Plano’s comprehensive plan will serve as a 20-30 year roadmap for the city’s future after city council voted to repeal the controversial Plano Tomorrow plan last year.

The comprehensive plan covers key areas such as land use, housing inventory, redevelopment, growth management and transportation.

A municipal survey for the plan is now online through Monday October 18 and can be completed at PlanoCompPlan.org. The plan is also available for review on the website.

Upcoming public comment opportunities include a “town hall telephone meeting” and a comprehensive plan review committee meeting on Thursday, October 14 at 7:00 pm. More details on these events will be announced soon, the city said in a statement.

The Comprehensive Plan Review Committee last met on September 28, 2021 and approved sending the plan for public comment.

A recording of the Global Plan Review Committee meeting of September 28, 2021 is also available online. Previous CCRP meetings can be viewed on planotv.org under the “Special” tab in the menu.

The full plan is available for review at PlanoCompPlan.org.

In addition, agendas from previous Master Plan Review Committee meetings are posted on the City’s website agenda page under Master Plan Review Committee.

Audio of the meeting is also available on the Full Plan Review website.

Residents opposed the city’s old Plano Tomorrow plan shortly after it was approved in 2015. At the time, they said they feared dense development, especially new apartment complexes. , does not undermine the suburban character of the city.
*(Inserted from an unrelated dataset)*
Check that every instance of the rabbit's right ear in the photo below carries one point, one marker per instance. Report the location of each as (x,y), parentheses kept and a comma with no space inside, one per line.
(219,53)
They also wanted the community to be more involved in the plan.

Resident Beth Carruth submitted a petition with more than 4,000 signatures asking City Council to repeal the master plan. If not, voters should be able to decide his fate, opponents argued.

The city secretary never forwarded the petition to council because leaders argued that development plans were not the subject of petitions calling for elections. In response, Carruth and four other Plano residents filed a complaint.

In July 2020, the state’s fifth district appeals court dismissed the city’s argument and the secretary was ordered to present the petition within 14 days.

The council responded by canceling the plan. Since then, an interim plan dating from 1986 has been put in place.